Valério Chaves Pinto – Des. aposentado do TJPI
Há algum
tempo foi divulgado um fato que se não fosse fruto de falsos dogmas defendidos
por setores mais radicais da sociedade brasileira, tinha muito a ver com o
ineditismo popular e as supérfluas fórmulas sacramentais de certos atos da vida
civil do brasileiro.
A notícia
(não confirmada oficialmente) dizia que um influente líder religioso teria se
negado a celebrar o casamento de um funcionário público com uma empresária do
ramo de cosméticos pelo simples fato de o noivo ser paraplégico e não ter prova
médica de sua capacidade sexual.
- Só pode
casar quem tiver capacidade física comprovada de gerar filhos. Fora do sexo
para fins de procriação, não existe felicidade no casamento – teria dito o celebrante
perante os noivos.
Afinal, quem
possui defeito físico e é impotente sexual está proibido de casar perante a
igreja e a lei civil?
Para a lei
brasileira qual é a posição do Direito Civil em relação aos chamados fins do
casamento?
O Código
Civil Brasileiro de 2002 tem respostas para essas questões na medida em que ao
tratar das proibições para o casamento em seu artigo 1.521, não elenca a
impotência sexual como um dos impedimentos dirimentes públicos ou privados que
obstam a realização válida do casamento. Apenas para efeito de anulação do
casamento o Código refere no seu art. 1.556 ao erro essencial quanto à pessoa
do outro cônjuge, mas só se o erro for de tal forma que o seu conhecimento
ulterior acerca da realidade fática ou jurídica, torne insuportável a vida em
comum ao cônjuge enganado.
Erros de natureza diversa ou secundária como
os que dizem respeito a defeito físico, capacidade de gerar filhos,
preferências esportivas, artísticas e culturais não interferem na validade e na
eficácia do vínculo matrimonial estabelecido.
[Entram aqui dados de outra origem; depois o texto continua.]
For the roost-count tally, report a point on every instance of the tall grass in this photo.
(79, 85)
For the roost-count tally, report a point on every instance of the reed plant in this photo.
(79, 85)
Para a doutrina o erro essencial
não deve imiscuir-se estranhos, porque somente o cônjuge poderá decidir se a
vida conjugal deve continuar.
Embora se saiba que o sexo é
componente importante no casamento, eis que dele decorre a reprodução da
espécie humana e o entrosamento de homem e mulher, porém ninguém pode alegar
impotência sexual como defeito físico insuscetível de cura pela medicina, como
causa de impedimento para o casamento civil entre homem e mulher.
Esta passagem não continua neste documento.